The Complexity of Boolean Conjunctive Queries with Intersection Joins

TL;DR

This paper analyzes the computational complexity of Boolean conjunctive queries with intersection joins, introducing a new width measure (IJ-width) and a syntactic acyclicity notion (iota-acyclicity) to characterize tractable cases.

Contribution

It establishes a complexity equivalence for intersection joins, introduces IJ-width and iota-acyclicity, and characterizes when such queries can be computed efficiently.

Findings

Complexity of intersection join queries matches the hardest equality join disjunctions.

Iota-acyclicity characterizes queries with linear-time computability.
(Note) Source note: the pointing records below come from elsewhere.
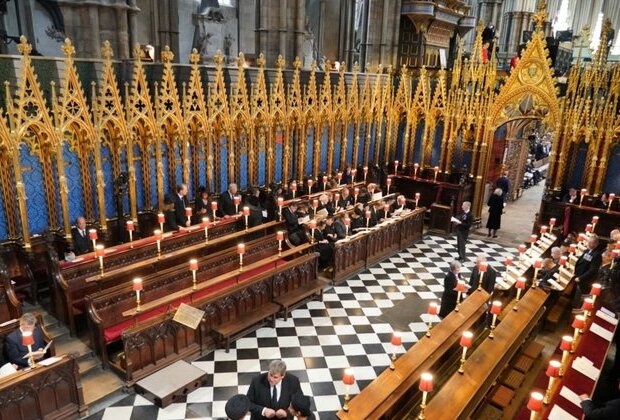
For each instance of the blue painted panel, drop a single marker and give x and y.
(279, 164)
(400, 141)
(223, 164)
(243, 170)
(371, 150)
(202, 167)
(467, 161)
(33, 181)
(309, 149)
(108, 179)
(579, 168)
(337, 147)
(168, 183)
(4, 233)
(262, 168)
(154, 169)
(76, 194)
(324, 141)
(417, 151)
(436, 153)
(140, 199)
(350, 138)
(612, 181)
(360, 152)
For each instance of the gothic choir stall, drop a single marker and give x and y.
(263, 235)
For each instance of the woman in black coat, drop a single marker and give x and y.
(496, 208)
(449, 297)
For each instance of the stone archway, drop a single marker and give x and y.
(530, 81)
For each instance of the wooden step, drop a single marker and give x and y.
(88, 365)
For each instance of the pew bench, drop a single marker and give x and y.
(246, 324)
(300, 295)
(157, 342)
(113, 311)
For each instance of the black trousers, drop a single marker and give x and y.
(461, 240)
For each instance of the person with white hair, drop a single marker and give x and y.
(270, 393)
(463, 222)
(496, 208)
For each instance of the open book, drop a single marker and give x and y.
(39, 353)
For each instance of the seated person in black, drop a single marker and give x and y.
(340, 228)
(14, 349)
(329, 232)
(324, 203)
(322, 245)
(571, 197)
(170, 219)
(202, 205)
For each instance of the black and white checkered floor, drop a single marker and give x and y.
(321, 339)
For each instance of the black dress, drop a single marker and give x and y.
(496, 207)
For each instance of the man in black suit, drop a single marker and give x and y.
(270, 393)
(81, 243)
(448, 299)
(14, 350)
(227, 200)
(488, 279)
(180, 203)
(462, 229)
(586, 268)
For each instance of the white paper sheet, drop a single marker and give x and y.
(49, 361)
(585, 366)
(558, 413)
(602, 332)
(570, 395)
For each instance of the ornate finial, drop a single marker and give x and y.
(137, 52)
(218, 58)
(166, 55)
(240, 60)
(67, 48)
(194, 57)
(540, 17)
(106, 50)
(24, 47)
(479, 27)
(280, 63)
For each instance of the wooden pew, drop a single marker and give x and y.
(160, 341)
(383, 396)
(574, 218)
(365, 248)
(10, 306)
(460, 396)
(431, 192)
(73, 283)
(47, 392)
(110, 311)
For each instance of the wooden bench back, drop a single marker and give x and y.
(150, 344)
(145, 249)
(384, 396)
(106, 307)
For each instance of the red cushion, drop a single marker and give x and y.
(114, 332)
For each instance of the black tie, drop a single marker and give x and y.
(274, 398)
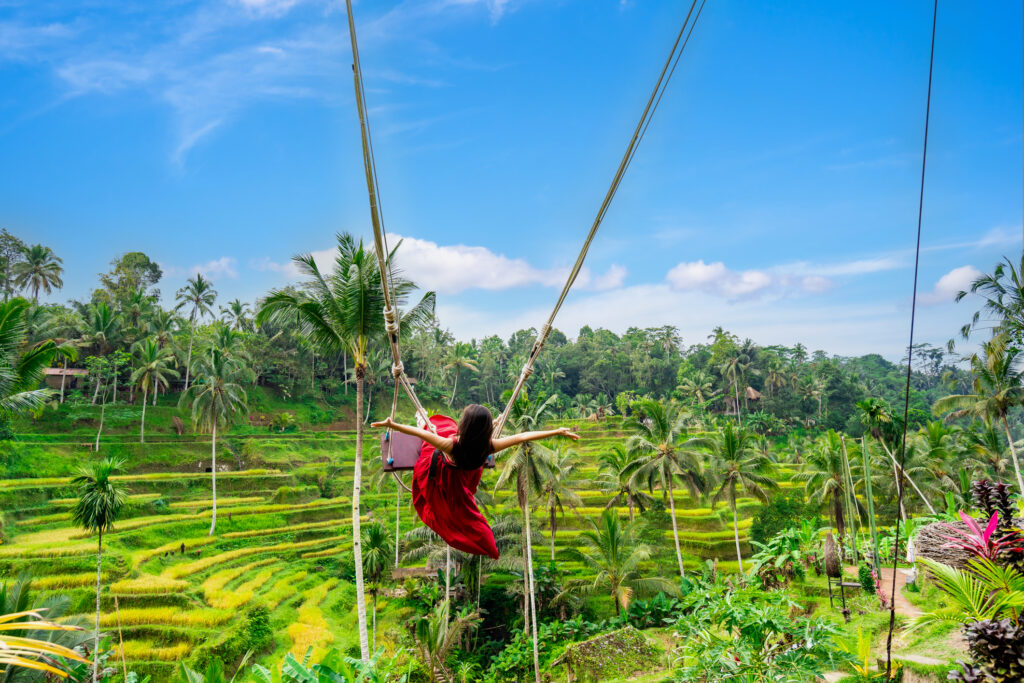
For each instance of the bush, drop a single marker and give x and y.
(865, 579)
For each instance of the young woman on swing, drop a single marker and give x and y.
(449, 469)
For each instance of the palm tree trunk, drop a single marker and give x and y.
(192, 334)
(532, 598)
(141, 429)
(360, 591)
(213, 475)
(675, 528)
(95, 633)
(102, 412)
(735, 535)
(397, 520)
(1013, 454)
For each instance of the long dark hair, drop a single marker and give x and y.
(473, 444)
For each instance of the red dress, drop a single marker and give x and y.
(443, 494)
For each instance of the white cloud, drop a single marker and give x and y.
(717, 280)
(949, 285)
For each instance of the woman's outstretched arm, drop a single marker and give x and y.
(503, 442)
(439, 442)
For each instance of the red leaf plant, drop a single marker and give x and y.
(981, 543)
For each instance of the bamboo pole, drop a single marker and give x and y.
(870, 505)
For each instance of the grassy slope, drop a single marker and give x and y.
(280, 530)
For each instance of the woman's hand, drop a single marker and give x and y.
(387, 423)
(564, 431)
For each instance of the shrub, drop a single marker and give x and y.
(866, 579)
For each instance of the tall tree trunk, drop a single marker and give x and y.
(735, 534)
(397, 520)
(213, 476)
(1013, 454)
(102, 412)
(192, 334)
(64, 378)
(141, 430)
(95, 633)
(360, 589)
(675, 528)
(532, 597)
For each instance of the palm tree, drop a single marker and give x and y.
(556, 491)
(216, 398)
(665, 453)
(22, 369)
(236, 314)
(823, 474)
(199, 294)
(342, 311)
(460, 357)
(737, 463)
(376, 558)
(611, 551)
(525, 467)
(996, 388)
(152, 372)
(40, 269)
(100, 501)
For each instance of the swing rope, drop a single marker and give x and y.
(655, 98)
(909, 351)
(391, 313)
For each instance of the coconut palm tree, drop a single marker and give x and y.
(612, 553)
(664, 453)
(524, 468)
(199, 295)
(996, 388)
(556, 491)
(100, 500)
(460, 357)
(823, 474)
(376, 559)
(153, 370)
(20, 369)
(616, 479)
(216, 398)
(40, 269)
(738, 464)
(342, 311)
(236, 315)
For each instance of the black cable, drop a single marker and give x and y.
(909, 352)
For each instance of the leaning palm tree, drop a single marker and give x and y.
(612, 553)
(153, 370)
(216, 398)
(200, 295)
(343, 311)
(20, 369)
(40, 269)
(556, 491)
(100, 501)
(524, 468)
(823, 474)
(616, 479)
(666, 453)
(996, 388)
(376, 558)
(738, 464)
(460, 357)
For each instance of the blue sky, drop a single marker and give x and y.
(775, 191)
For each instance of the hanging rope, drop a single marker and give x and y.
(909, 352)
(638, 133)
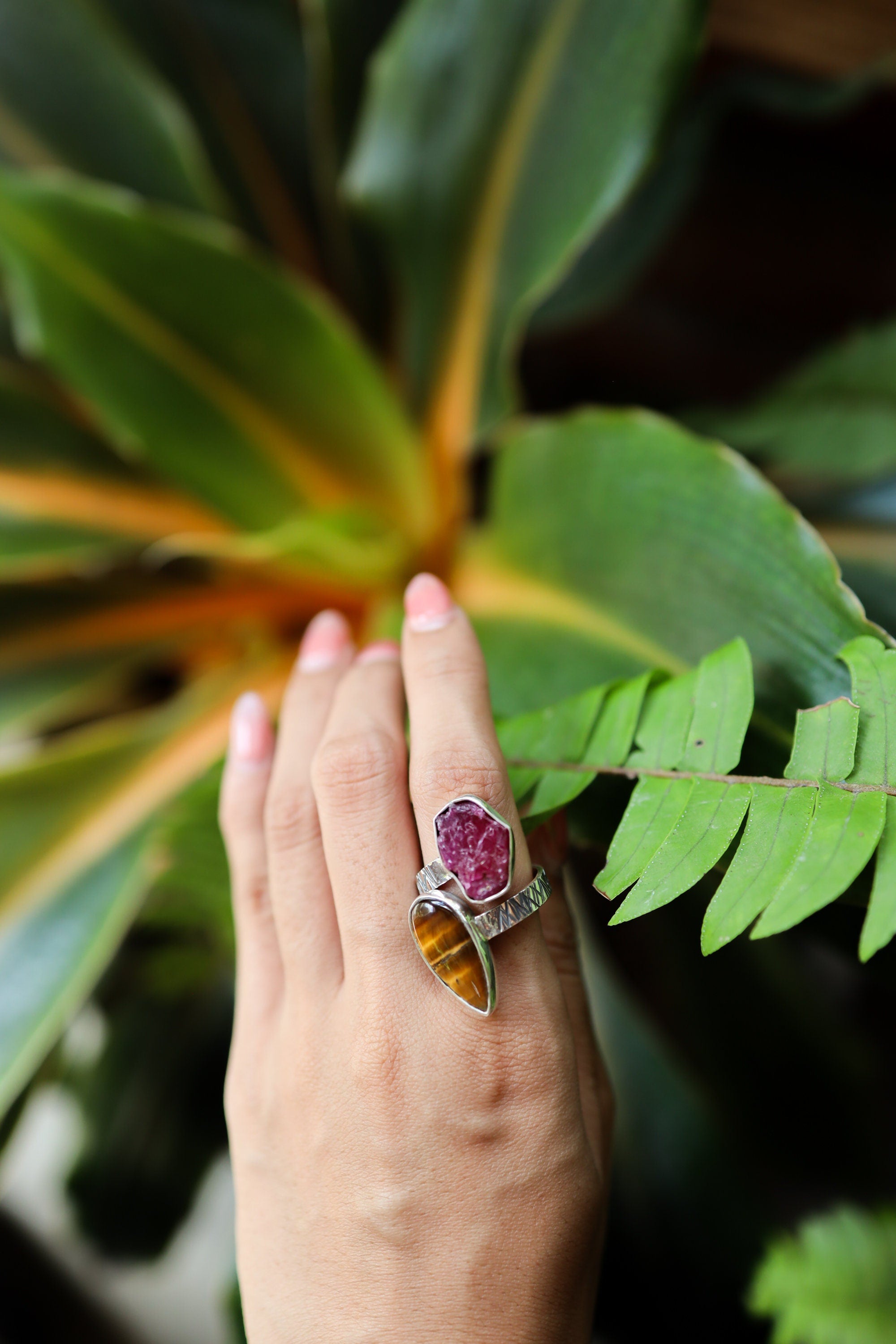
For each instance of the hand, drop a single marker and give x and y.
(406, 1172)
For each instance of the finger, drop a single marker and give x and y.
(594, 1084)
(454, 748)
(242, 810)
(302, 896)
(361, 784)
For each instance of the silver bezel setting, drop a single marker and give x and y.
(480, 943)
(496, 816)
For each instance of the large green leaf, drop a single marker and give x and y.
(833, 1283)
(52, 960)
(232, 381)
(73, 92)
(880, 921)
(497, 138)
(835, 417)
(38, 431)
(354, 31)
(240, 68)
(618, 541)
(630, 238)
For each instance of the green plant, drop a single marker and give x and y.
(267, 276)
(835, 1280)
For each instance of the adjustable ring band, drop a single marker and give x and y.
(454, 941)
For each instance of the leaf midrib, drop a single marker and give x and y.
(284, 449)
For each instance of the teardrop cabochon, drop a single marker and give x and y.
(456, 951)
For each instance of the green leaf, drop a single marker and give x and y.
(73, 92)
(650, 818)
(613, 261)
(722, 709)
(874, 672)
(52, 960)
(841, 839)
(607, 268)
(614, 730)
(626, 542)
(702, 835)
(774, 836)
(825, 741)
(355, 30)
(835, 417)
(496, 140)
(74, 686)
(558, 733)
(33, 550)
(230, 379)
(835, 1283)
(39, 432)
(664, 725)
(240, 68)
(880, 921)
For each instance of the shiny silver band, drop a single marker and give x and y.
(515, 909)
(433, 877)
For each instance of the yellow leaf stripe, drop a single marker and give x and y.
(181, 760)
(452, 413)
(104, 506)
(485, 588)
(142, 621)
(284, 449)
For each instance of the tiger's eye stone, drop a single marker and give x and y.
(450, 952)
(476, 847)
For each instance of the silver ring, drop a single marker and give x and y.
(465, 830)
(454, 943)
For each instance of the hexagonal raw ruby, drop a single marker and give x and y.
(476, 847)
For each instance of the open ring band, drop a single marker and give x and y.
(454, 941)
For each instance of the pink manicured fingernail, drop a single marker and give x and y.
(385, 651)
(252, 737)
(428, 604)
(326, 639)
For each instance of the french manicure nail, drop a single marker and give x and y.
(326, 639)
(250, 733)
(383, 651)
(428, 604)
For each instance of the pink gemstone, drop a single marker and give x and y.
(474, 847)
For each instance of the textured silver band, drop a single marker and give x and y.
(433, 877)
(515, 909)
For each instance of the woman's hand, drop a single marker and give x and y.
(406, 1171)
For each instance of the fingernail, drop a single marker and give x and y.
(252, 737)
(428, 604)
(326, 639)
(385, 651)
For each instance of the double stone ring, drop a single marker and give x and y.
(476, 853)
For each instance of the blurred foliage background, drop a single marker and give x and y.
(275, 277)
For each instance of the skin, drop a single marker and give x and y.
(406, 1171)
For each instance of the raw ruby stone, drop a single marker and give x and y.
(474, 847)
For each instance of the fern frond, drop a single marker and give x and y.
(833, 1283)
(806, 836)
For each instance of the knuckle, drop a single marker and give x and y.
(291, 819)
(349, 767)
(453, 771)
(233, 814)
(457, 664)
Non-iota-acyclic queries are as hard as the triangle query with equality joins.

Abstract

Intersection joins over interval data are relevant in spatial and temporal data settings. A set of intervals join if their intersection is non-empty. In case of point intervals, the intersection join becomes the standard equality join. We establish the complexity of Boolean conjunctive queries with intersection joins by a many-one equivalence to disjunctions of Boolean conjunctive queries with equality joins. The complexity of any query with intersection joins is that of the hardest query with equality joins in the disjunction exhibited by our equivalence. This is captured by a new width measure called the IJ-width. We also introduce a new syntactic notion of acyclicity called iota-acyclicity to characterise the class of Boolean queries with intersection joins that admit linear time computation modulo a poly-logarithmic factor in the data size. Iota-acyclicity is for intersection joins what alpha-acyclicity is for equality joins. It strictly sits between gamma-acyclicity and Berge-acyclicity. The intersection join queries that are not iota-acyclic are at least as hard as the Boolean triangle query with equality joins, which is widely considered not computable in linear time.